Ahmadinejad had wanted to address the council before it votes on imposing new sanctions on Iran for its nuclear program. The meeting is expected to be held on Saturday, although it has not yet been officially scheduled.
No sooner was the announcement made than Iran and the United States entered into a spat on when and to whom visas had been issued. Tehran said the visas were issued too late and the U.S. State Department said completed applications were not received in time.
The United States issued visas in two batches on Friday at its embassy in Berne, Switzerland, but Iran’s U.N. Ambassador Javad Zarif said that was too late.
“There was no time for the visas to be sent to Tehran in time for the president to be able to fly to New York,” Zarif told Reuters. But he said Iran’s foreign minister, Manouchehr Mottaki, who received his visa early on Friday, would take a commercial flight to New York to address the council.
In Berne, a spokesman for the U.S. Embassy said some 38 visas had been issued early on Friday, including one for Ahmadinejad, and an additional 40 for the entourage late in the day once all the paper work had been completed.
But Zarif said the later batch, which included air crew, was not issued until 5:45 p.m. local time, which did not leave enough time to get the passports back to Tehran in time for the president’s plane to take off.
In Washington, the U.S. State Department said the reasons for the cancellation were a ruse.

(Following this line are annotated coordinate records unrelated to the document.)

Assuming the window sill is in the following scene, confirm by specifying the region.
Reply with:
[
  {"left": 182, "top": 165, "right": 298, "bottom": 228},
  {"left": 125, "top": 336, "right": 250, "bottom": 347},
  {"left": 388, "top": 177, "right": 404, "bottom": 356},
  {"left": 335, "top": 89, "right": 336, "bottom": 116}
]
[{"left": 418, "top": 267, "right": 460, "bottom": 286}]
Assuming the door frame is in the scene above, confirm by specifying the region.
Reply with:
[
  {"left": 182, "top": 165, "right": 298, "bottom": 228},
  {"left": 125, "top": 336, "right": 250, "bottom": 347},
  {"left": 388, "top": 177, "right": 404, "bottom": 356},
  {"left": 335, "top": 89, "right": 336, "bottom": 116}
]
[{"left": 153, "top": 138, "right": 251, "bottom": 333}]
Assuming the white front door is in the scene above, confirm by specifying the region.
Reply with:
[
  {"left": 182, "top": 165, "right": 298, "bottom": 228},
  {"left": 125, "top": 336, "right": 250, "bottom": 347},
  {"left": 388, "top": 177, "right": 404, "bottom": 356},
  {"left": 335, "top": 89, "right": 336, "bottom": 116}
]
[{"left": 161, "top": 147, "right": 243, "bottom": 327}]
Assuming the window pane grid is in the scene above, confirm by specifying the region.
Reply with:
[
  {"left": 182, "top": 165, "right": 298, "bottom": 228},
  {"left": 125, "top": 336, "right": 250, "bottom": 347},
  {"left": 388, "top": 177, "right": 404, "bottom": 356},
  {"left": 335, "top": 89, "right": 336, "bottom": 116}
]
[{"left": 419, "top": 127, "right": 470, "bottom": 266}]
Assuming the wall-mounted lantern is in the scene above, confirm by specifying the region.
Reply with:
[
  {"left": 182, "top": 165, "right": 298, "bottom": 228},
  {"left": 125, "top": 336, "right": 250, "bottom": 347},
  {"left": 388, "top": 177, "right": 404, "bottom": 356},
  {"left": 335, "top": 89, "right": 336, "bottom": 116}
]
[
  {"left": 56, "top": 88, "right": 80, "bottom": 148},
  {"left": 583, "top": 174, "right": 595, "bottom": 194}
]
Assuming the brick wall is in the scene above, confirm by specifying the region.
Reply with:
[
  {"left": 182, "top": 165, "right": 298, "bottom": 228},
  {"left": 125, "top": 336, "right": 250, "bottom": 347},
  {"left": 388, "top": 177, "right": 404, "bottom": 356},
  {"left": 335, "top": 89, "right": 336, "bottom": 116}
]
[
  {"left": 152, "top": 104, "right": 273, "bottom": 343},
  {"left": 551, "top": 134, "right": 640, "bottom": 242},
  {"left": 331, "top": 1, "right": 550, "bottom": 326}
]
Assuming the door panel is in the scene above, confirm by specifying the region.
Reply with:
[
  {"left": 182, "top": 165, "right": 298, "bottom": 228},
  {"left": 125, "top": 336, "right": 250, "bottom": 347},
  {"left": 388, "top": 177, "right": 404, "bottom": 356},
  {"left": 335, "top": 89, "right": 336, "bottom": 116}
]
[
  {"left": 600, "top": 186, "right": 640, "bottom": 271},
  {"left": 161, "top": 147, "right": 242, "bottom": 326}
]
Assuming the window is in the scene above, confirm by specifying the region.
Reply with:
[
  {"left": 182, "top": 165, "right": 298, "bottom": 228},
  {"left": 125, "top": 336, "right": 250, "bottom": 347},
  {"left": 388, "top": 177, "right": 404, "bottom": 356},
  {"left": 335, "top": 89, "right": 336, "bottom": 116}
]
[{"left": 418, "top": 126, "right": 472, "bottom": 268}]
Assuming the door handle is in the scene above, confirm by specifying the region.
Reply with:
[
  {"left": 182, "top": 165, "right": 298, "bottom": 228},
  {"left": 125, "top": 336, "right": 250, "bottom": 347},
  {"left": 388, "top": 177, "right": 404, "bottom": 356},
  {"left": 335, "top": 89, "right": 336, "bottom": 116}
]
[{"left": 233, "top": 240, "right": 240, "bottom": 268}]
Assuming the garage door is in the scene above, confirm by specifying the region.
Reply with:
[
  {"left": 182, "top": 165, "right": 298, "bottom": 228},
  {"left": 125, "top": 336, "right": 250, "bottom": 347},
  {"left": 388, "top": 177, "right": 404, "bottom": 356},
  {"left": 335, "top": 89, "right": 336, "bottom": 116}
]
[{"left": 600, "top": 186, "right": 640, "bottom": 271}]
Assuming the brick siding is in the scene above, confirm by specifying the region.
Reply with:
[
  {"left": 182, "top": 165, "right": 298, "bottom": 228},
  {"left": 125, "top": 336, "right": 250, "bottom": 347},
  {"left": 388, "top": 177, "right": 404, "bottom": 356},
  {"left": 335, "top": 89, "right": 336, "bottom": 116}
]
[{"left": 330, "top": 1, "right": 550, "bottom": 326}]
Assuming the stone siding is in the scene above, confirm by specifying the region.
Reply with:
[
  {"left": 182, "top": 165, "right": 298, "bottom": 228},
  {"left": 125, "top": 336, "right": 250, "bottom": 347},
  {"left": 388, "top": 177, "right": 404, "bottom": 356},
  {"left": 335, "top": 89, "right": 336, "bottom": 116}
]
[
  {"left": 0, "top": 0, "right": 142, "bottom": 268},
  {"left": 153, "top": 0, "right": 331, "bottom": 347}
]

“Rather, it would appear that he is unwilling to stand before the Council and take the heat for his continued defiance of the international community,” said spokesman Tom Casey.
Casey said the visas were issued late Friday afternoon “despite the fact that the completed applications for many of them were not received until this morning.”
And at the United Nations, the American representative, Alejandro Wolff said, “I think this is all a pretext. The visas were issued in ample time.”
But in Tehran, Foreign Ministry spokesman Mohammad Ali Hosseini was quoted on television as saying, “Due to the obvious negligence in issuing a visa for members of the Iranian delegation accompanying the president and the plane crew, American officials stopped the president from attending the Security Council’s meeting.”